Inverse condemnation is a remedy available to a property owner who is not fairly compensated for the property taken from him/her by a government for a public use. Usually a property of a land owner is taken by a condemnation proceeding, in which government is the plaintiff and the property owner is the defendant. When a governmental action causes injury to a property owner and s/he is not properly compensated, s/he can sue the government. In such cases, the status of the parties is reversed and hence, the action is termed inverse condemnation.
Usually, inverse condemnation occurs in three situations:
- Physical seizure of land;
- Reduction in value of the property making it not useful for any purpose, by a regulation of the government; and
- When the government unreasonably insists to convey the property as a condition for issuance of a permit.
The taking of the property by a government can be physical or regulatory. A few examples of physical taking are: seizure of land, retention of possession of land after the lapse of lease period, and deprivation of access to land[i]. For moving an action on inverse condemnation, a governmental authority needs to occupy or damage the subject property[ii].
When a government regulation regarding a property is so stringent that it makes the property not usable for any purpose and thus deprives an owner of any benefits of owning that property, inverse condemnation arises. If the purpose of the regulation and its economic effect on the property amounts to a taking of the property, the owner is entitled to compensation[iii].
Also, a government regulation amounts to a taking or damaging of property, when there is denial of building or demolition permits, burdensome conditions placed on development of the property, and the property is subjected to overly restrictive zoning regulations
In order to test whether a regulation has amounted to a taking of a property, there are three factors to look at. This test is known as the Penn Central test.

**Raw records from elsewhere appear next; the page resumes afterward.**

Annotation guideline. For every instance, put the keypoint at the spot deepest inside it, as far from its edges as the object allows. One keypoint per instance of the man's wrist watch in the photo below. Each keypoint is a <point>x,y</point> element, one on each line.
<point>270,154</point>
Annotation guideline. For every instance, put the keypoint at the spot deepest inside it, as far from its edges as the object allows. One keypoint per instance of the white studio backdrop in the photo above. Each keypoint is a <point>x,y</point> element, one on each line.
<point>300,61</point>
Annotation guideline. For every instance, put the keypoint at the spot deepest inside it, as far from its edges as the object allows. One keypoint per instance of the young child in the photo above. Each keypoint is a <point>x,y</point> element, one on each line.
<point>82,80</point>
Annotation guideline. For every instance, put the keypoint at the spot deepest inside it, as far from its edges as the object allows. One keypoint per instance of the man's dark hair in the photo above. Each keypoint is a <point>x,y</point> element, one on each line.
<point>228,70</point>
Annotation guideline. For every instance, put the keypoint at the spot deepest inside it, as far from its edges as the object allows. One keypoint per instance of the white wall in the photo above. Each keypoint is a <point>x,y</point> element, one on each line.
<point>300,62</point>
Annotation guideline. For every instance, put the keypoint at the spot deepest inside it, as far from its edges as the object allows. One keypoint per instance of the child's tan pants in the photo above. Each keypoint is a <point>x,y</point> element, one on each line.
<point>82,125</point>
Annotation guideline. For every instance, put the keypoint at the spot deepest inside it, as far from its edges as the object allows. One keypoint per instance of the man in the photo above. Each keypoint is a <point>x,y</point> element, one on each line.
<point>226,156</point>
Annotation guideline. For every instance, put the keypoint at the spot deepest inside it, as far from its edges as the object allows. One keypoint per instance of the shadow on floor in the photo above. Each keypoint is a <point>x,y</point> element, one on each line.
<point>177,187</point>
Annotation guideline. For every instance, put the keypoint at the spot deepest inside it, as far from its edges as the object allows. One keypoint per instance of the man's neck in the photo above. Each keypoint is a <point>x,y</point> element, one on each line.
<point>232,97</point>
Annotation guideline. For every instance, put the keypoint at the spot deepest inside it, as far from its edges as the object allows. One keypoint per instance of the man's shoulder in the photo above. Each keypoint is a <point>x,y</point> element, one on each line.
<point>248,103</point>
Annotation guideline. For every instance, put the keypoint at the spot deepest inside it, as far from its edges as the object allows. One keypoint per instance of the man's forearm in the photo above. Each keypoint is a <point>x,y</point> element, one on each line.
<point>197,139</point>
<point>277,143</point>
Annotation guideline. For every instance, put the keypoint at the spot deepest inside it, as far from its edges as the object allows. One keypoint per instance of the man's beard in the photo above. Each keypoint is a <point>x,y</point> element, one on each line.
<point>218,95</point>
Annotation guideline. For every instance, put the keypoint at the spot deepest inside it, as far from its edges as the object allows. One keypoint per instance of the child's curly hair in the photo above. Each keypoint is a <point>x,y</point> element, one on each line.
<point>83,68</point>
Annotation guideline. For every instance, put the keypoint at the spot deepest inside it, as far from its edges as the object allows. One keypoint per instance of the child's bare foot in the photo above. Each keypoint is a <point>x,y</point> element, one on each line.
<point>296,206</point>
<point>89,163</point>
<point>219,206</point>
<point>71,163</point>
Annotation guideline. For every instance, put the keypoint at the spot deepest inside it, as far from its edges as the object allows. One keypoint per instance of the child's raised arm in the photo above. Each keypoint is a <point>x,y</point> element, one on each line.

The three factors considered are:
- the nature of the government regulation,
- the impact of the regulation on the property and
- the extent of interference on the land owner’s economic expectations of the property.
An action on inverse condemnation may not be equated to a tort of negligence or similar torts. Even though compensation is involved in the inverse condemnation proceedings, the provisions of the Tort Claims Act are not applicable to it[iv].
An ordinance of zoning does not represent a taking of property for public use merely because it diminishes the value of the regulated property. Governmental regulation amounts to a taking for public use only when it takes away from the owner all or substantially all reasonable uses of the property[v]. A mere reduction in the market value of the property cannot be the basis for a claim of inverse condemnation[vi].
The evaluation of a regulation has to be done considering its impact on the land owner’s whole parcel of land[vii].
[i] Buchanan v. United states, 1981 U.S. Ct. Cl. LEXIS 1538 (Ct. Cl. Dec. 10, 1981).
[ii] Willis v. Univ. of N. Ala., 826 So. 2d 118, 121 (Ala. 2002).
[iii] Southview Assoc., Ltd. v. Bongartz, 980 F.2d 84, 93 (2d Cir. Vt. 1992).
[iv] Owens v. Feigin, 394 N.J. Super. 85 (App.Div. 2007).
[v] Wild Rice River Estates, Inc. v. City of Fargo, 2005 ND 193 (N.D. 2005).
[vi] Braunagel v. City of Devils Lake, 2001 ND 118 (N.D. 2001).
[vii] Appolo Fuels, Inc. v. United States, 2002 U.S. Claims LEXIS 384 (Fed. Cl. Dec. 18, 2002).